Chapter 50: The Temptation - Part 1
Everything went wrong on Thursday.
Fiona's day started with a call from Debbie's school—suspended for three days for fighting. Then Carl's teacher called—another fight, this one requiring hospital for the other kid. The shop's water heater died, flooding the basement. Mike chewed her out for a scheduling mistake that wasn't her fault. And when she got home at 2 PM to deal with the suspended kids, she found the electric bill—$340, somehow double last month's amount.
She sat at the kitchen table surrounded by problems while Ben's phone went straight to voicemail. At the shop. With customers. Building his business while she drowned in domestic chaos.

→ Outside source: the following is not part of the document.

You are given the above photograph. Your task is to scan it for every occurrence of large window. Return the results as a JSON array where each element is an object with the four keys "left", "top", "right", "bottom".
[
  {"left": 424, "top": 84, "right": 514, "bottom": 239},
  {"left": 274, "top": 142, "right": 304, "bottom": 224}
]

This is my life. Bills and fights and water damage and endless responsibility. This is what I chose.
The thought felt suffocating.
Debbie sulked upstairs. Carl was at Ian's getting lectured. Liam needed lunch she didn't have energy to make. The wedding folder sat on the counter—flowers and seating charts and decisions that felt like weights.

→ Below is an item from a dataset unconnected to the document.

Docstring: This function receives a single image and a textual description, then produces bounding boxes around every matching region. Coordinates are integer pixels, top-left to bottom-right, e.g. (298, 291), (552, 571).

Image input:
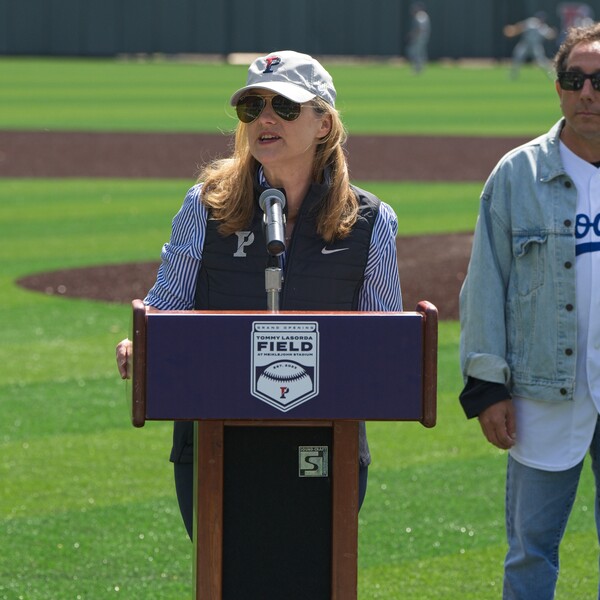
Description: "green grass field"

Her phone buzzed. Robbie: Bad day? I can tell from here. Come blow off steam. No judgment, just fun.
She stared at the text. Knew responding was dangerous. Knew fun with Robbie meant cocaine and chaos and everything she'd told Ben she was leaving behind.
But I'm so tired. So tired of being responsible Fiona. Just for an hour, I want to be young and free and stupid.
She texted back before she could stop herself: Where?
Ben called at 3:30.
"Hey, got your voicemails. Water heater emergency, I'm dealing with it. You okay?"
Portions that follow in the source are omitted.